The International Federation of Red Cross and Red Crescent Societies (IFRC) is calling for an immediate and expansive response in order to prevent widespread drought conditions from triggering a humanitarian catastrophe.
“We are undoubtedly in a crisis, but the situation will even get worse, especially if the April rains perform poorly,” said Dr Fatoumata Nafo-Traoré, IFRC’s Regional Director for Africa. “We need to act decisively, we need to act massively, and we need to act now if we are to prevent a repeat of the awful scenes of 2011.”
The situation is particularly severe in Somalia where nearly 40 per cent of the population now needs some form of humanitarian assistance and where deaths have already been reported in the country’s north.
The situation is particularly severe in Somalia where nearly 40 per cent of the population now needs some form of humanitarian assistance
In Kenya, water sources have dried up, leading to large-scale loss of livestock. In Ethiopia, the worst drought in half a century is further compounded by an influx of people fleeing Somalia.

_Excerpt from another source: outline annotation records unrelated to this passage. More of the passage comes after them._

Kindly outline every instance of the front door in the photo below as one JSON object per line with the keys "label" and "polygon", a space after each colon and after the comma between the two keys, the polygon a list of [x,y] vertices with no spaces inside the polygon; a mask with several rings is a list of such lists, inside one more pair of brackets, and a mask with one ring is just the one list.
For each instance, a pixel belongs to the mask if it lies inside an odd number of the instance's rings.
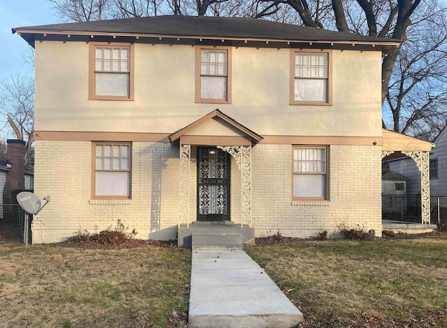
{"label": "front door", "polygon": [[197,157],[197,221],[229,221],[228,153],[200,147]]}

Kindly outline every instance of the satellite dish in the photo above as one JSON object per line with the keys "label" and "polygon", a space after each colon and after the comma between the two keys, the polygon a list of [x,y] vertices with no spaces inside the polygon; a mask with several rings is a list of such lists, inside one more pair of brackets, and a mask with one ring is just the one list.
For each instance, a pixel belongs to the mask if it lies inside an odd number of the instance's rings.
{"label": "satellite dish", "polygon": [[17,201],[25,212],[32,214],[38,213],[42,207],[42,202],[39,198],[30,192],[22,192],[17,194]]}

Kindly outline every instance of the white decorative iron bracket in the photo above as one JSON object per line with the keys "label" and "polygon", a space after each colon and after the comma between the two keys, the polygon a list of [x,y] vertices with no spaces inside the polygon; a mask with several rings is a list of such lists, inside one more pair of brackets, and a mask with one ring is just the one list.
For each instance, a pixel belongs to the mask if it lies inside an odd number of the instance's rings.
{"label": "white decorative iron bracket", "polygon": [[416,162],[420,171],[420,204],[423,224],[430,224],[430,172],[429,152],[402,152]]}
{"label": "white decorative iron bracket", "polygon": [[218,146],[230,154],[241,171],[242,226],[251,227],[251,147],[249,146]]}
{"label": "white decorative iron bracket", "polygon": [[386,157],[387,156],[393,154],[393,153],[394,153],[393,151],[388,151],[388,150],[383,151],[383,150],[382,150],[382,159],[383,158]]}
{"label": "white decorative iron bracket", "polygon": [[179,226],[189,226],[189,172],[191,145],[180,145],[180,185],[179,199]]}

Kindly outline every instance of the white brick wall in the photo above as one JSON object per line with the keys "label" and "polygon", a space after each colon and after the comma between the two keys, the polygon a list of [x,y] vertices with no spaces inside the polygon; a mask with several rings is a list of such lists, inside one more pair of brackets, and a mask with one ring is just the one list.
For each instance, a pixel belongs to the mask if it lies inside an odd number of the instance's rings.
{"label": "white brick wall", "polygon": [[252,156],[252,220],[257,237],[279,232],[308,237],[319,231],[374,229],[381,235],[379,146],[329,148],[329,201],[292,201],[292,146],[258,145]]}
{"label": "white brick wall", "polygon": [[[196,220],[196,153],[191,149],[190,221]],[[309,237],[341,224],[381,234],[378,146],[330,147],[329,202],[291,201],[291,146],[257,145],[252,154],[252,221],[257,236]],[[33,242],[54,242],[78,230],[98,232],[120,219],[138,237],[173,239],[179,214],[179,149],[132,143],[132,199],[91,201],[91,143],[36,141],[35,193],[51,202],[33,221]],[[240,171],[231,160],[231,219],[240,223]]]}
{"label": "white brick wall", "polygon": [[33,221],[33,242],[58,242],[78,230],[98,232],[120,219],[138,237],[175,239],[178,224],[178,148],[132,144],[132,199],[91,201],[91,143],[36,141],[35,193],[51,202]]}

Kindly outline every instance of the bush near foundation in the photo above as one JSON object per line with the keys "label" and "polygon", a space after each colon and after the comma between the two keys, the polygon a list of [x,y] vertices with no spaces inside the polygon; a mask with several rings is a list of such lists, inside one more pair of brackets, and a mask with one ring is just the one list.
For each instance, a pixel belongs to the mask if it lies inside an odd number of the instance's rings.
{"label": "bush near foundation", "polygon": [[135,229],[127,232],[129,227],[124,226],[121,220],[117,220],[117,226],[113,228],[103,230],[91,235],[87,230],[78,231],[75,235],[67,240],[68,243],[95,242],[105,245],[119,245],[133,240],[138,233]]}

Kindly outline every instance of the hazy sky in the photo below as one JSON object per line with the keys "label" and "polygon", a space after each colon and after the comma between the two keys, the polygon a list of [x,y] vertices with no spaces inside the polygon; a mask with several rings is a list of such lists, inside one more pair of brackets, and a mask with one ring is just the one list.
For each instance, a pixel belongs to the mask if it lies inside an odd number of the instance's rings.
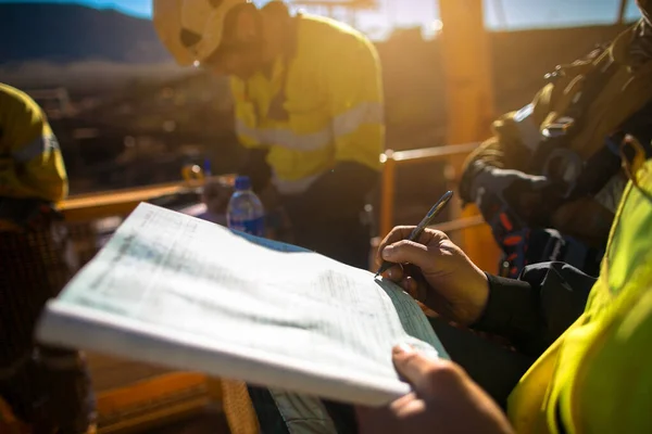
{"label": "hazy sky", "polygon": [[[82,3],[93,8],[114,8],[148,17],[151,0],[0,0],[7,2]],[[254,0],[266,3],[268,0]],[[380,36],[392,26],[429,27],[438,18],[437,0],[378,0],[380,9],[360,13],[358,26]],[[484,0],[486,25],[489,28],[530,28],[581,24],[613,23],[617,16],[618,0]],[[501,8],[502,4],[502,8]],[[501,13],[500,11],[504,11]],[[314,10],[311,12],[319,13]],[[627,17],[638,17],[635,1],[629,0]]]}

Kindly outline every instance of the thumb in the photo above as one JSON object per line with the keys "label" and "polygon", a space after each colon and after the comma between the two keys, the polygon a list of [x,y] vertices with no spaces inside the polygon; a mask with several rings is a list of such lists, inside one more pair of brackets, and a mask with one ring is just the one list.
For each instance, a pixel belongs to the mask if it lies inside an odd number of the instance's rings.
{"label": "thumb", "polygon": [[421,269],[432,265],[432,254],[428,246],[408,240],[386,246],[383,250],[383,259],[394,264],[412,264]]}
{"label": "thumb", "polygon": [[419,395],[430,392],[430,373],[437,370],[442,360],[428,357],[410,345],[398,345],[392,349],[392,361],[399,375],[412,384]]}

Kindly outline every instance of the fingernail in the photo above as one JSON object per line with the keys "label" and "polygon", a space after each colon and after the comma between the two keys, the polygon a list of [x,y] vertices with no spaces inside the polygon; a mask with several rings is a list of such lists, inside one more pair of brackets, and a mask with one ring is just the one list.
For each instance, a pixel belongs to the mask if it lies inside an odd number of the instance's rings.
{"label": "fingernail", "polygon": [[389,259],[396,253],[396,248],[393,245],[388,245],[383,250],[383,258]]}
{"label": "fingernail", "polygon": [[409,344],[399,344],[393,347],[394,356],[408,356],[412,353],[414,353],[414,347]]}

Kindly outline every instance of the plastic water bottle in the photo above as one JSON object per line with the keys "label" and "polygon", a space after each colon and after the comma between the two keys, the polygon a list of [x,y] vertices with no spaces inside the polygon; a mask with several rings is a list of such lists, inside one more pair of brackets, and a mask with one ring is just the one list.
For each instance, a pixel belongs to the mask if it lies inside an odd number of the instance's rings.
{"label": "plastic water bottle", "polygon": [[265,237],[265,209],[259,196],[251,191],[249,177],[236,178],[236,191],[226,208],[226,222],[230,229]]}

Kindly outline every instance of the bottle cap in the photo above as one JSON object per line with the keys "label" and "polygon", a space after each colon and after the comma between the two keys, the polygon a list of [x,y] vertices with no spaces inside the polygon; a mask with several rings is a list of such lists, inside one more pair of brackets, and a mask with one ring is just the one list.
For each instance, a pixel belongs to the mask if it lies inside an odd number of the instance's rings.
{"label": "bottle cap", "polygon": [[248,176],[238,176],[236,178],[236,190],[251,190],[251,180]]}

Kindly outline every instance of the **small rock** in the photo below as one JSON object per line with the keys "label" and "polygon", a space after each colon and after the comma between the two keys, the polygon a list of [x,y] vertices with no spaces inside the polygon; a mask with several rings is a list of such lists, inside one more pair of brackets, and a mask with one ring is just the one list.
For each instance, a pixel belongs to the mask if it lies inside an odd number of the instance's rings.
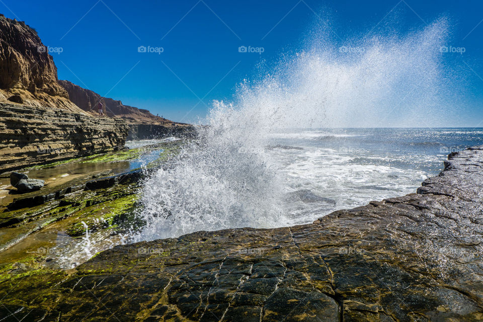
{"label": "small rock", "polygon": [[44,186],[45,181],[39,179],[29,179],[27,175],[13,172],[10,174],[10,184],[21,192],[38,190]]}
{"label": "small rock", "polygon": [[10,102],[18,103],[19,104],[23,104],[24,103],[24,100],[22,99],[20,95],[13,95],[7,99]]}
{"label": "small rock", "polygon": [[29,177],[27,177],[27,175],[13,171],[10,174],[10,184],[16,187],[20,180],[28,179],[29,179]]}
{"label": "small rock", "polygon": [[28,192],[33,190],[38,190],[44,186],[43,180],[39,179],[22,179],[19,181],[16,188],[21,192]]}

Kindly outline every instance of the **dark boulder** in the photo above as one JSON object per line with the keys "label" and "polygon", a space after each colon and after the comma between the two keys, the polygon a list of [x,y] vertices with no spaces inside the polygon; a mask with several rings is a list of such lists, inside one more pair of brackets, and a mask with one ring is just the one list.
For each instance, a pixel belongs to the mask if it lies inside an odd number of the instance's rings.
{"label": "dark boulder", "polygon": [[30,179],[27,175],[18,172],[10,174],[10,184],[20,192],[38,190],[44,186],[44,182],[39,179]]}

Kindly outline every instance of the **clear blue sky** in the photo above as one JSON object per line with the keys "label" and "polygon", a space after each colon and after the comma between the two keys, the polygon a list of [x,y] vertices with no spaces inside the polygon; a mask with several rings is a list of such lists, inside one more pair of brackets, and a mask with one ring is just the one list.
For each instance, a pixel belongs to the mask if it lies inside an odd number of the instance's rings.
{"label": "clear blue sky", "polygon": [[[332,17],[343,43],[393,23],[394,15],[403,31],[445,16],[451,44],[465,48],[448,56],[466,79],[464,125],[483,120],[481,0],[1,0],[0,13],[62,48],[52,53],[59,79],[177,121],[192,109],[184,121],[203,117],[214,99],[229,100],[261,62],[302,48],[318,17]],[[264,51],[240,53],[242,45]],[[164,51],[140,53],[140,46]]]}

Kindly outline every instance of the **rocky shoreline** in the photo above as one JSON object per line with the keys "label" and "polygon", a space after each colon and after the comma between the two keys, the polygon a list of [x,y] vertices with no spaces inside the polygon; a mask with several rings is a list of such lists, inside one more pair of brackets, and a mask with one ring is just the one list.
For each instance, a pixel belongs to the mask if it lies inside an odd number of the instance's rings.
{"label": "rocky shoreline", "polygon": [[0,282],[5,321],[480,321],[483,146],[312,224],[117,246]]}

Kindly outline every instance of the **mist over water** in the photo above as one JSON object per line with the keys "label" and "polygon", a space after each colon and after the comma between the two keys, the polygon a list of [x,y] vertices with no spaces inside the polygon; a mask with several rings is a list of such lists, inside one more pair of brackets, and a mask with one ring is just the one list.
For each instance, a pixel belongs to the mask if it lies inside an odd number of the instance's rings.
{"label": "mist over water", "polygon": [[[439,48],[447,33],[440,20],[403,37],[380,35],[343,47],[314,39],[319,44],[257,81],[244,82],[233,102],[213,103],[199,139],[145,183],[147,224],[134,239],[299,223],[284,202],[297,185],[287,176],[296,173],[281,171],[283,158],[267,149],[274,135],[303,132],[294,128],[432,125],[446,113]],[[309,209],[313,216],[302,221],[320,214]]]}

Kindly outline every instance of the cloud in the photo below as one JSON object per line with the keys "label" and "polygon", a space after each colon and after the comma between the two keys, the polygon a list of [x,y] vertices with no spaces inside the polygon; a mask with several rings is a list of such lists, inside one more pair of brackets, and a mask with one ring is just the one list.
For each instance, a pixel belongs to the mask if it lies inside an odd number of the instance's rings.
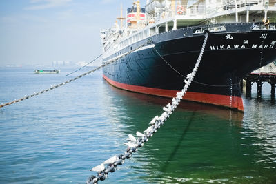
{"label": "cloud", "polygon": [[72,0],[30,0],[30,6],[25,10],[43,10],[68,4]]}

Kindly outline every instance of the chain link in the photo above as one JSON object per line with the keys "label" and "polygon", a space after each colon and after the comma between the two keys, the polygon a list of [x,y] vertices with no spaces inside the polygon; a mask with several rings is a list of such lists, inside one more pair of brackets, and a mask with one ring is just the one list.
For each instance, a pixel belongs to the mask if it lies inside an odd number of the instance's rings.
{"label": "chain link", "polygon": [[[139,132],[136,133],[137,136],[139,137],[137,139],[136,139],[136,138],[132,135],[128,134],[128,140],[130,141],[127,143],[124,143],[128,145],[126,151],[124,154],[110,158],[100,165],[94,167],[91,170],[97,172],[97,175],[92,175],[89,177],[86,181],[86,184],[97,183],[99,180],[103,181],[106,179],[108,176],[109,172],[114,172],[118,165],[121,165],[124,163],[126,159],[130,159],[132,156],[132,154],[135,153],[138,150],[138,147],[142,147],[144,143],[147,142],[148,139],[152,137],[153,134],[157,132],[157,130],[161,127],[161,125],[164,125],[164,121],[166,121],[169,118],[170,115],[172,114],[172,112],[175,110],[181,100],[183,99],[186,92],[189,88],[201,60],[208,37],[208,34],[206,33],[205,34],[205,39],[202,44],[201,50],[197,63],[193,69],[193,72],[186,76],[186,79],[187,80],[184,80],[184,87],[181,91],[177,93],[175,98],[172,99],[172,104],[168,103],[165,107],[163,107],[163,114],[160,116],[156,116],[154,117],[150,123],[151,125],[144,130],[144,133],[140,133]],[[108,164],[106,167],[104,166],[104,164]]]}
{"label": "chain link", "polygon": [[48,92],[48,91],[54,90],[54,89],[57,88],[61,87],[61,86],[62,86],[62,85],[66,85],[66,84],[67,84],[67,83],[70,83],[70,82],[72,82],[72,81],[75,81],[75,80],[77,80],[77,79],[79,79],[79,78],[81,78],[81,77],[83,77],[83,76],[86,76],[86,75],[87,75],[87,74],[90,74],[90,73],[92,73],[92,72],[95,72],[96,70],[98,70],[99,69],[100,69],[100,68],[103,68],[103,67],[104,67],[104,66],[106,66],[106,65],[110,65],[110,64],[111,64],[111,63],[115,62],[116,61],[117,61],[118,59],[122,58],[123,57],[125,57],[125,56],[126,56],[126,55],[128,55],[128,54],[130,54],[131,52],[133,52],[134,51],[135,51],[135,50],[137,50],[141,48],[141,47],[144,47],[144,45],[146,45],[146,44],[148,44],[148,43],[151,43],[151,40],[148,40],[148,41],[147,41],[146,43],[145,43],[141,45],[140,46],[137,47],[137,48],[135,48],[135,49],[134,49],[134,50],[130,50],[130,51],[129,51],[129,52],[126,52],[125,54],[122,54],[122,55],[121,55],[121,56],[117,57],[115,58],[115,59],[112,59],[112,60],[111,60],[111,61],[110,61],[106,62],[104,64],[103,64],[103,65],[101,65],[101,66],[99,66],[99,67],[96,68],[95,69],[93,69],[93,70],[90,70],[90,71],[89,71],[89,72],[86,72],[86,73],[83,73],[83,74],[81,74],[81,75],[79,75],[78,76],[76,76],[76,77],[75,77],[75,78],[73,78],[73,79],[70,79],[70,80],[69,80],[69,81],[66,81],[66,82],[61,83],[58,84],[58,85],[55,85],[54,86],[52,86],[52,87],[48,88],[48,89],[47,89],[47,90],[42,90],[42,91],[39,92],[34,92],[34,93],[33,94],[32,94],[32,95],[29,95],[29,96],[24,96],[24,97],[22,98],[22,99],[18,99],[18,100],[14,100],[14,101],[11,101],[11,102],[9,102],[9,103],[5,103],[5,104],[2,104],[2,105],[0,105],[0,108],[3,108],[3,107],[4,107],[4,106],[10,105],[12,105],[12,104],[13,104],[13,103],[17,103],[17,102],[19,102],[19,101],[23,101],[23,100],[26,100],[26,99],[32,98],[32,97],[34,97],[34,96],[37,96],[37,95],[39,95],[39,94],[43,94],[43,93],[44,93],[44,92]]}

The IFRC is calling on its partners in the region and globally to increase their support for Red Cross and Red Crescent emergency operations that are already underway, but that are hindered by low levels of funding. Additional funding will allow volunteers and staff present in the worst affected areas to better respond to immediate humanitarian needs, as well as begin rolling out initiatives designed to strengthen longer-term resilience.
The IFRC is appealing for a total of 13.7 million Swiss francs (about 13 million US dollars) for the three affected countries with a view to supporting nearly 475,000 people. So far only about 22 per cent of the requested amount has been secured.
“This is the worst situation we have seen in the region since 2011, when more than a quarter of a million people died in Somalia alone,” said Dr Nafo-Traoré. “We have an opportunity to prevent suffering of a similar scale, but only if we act now.”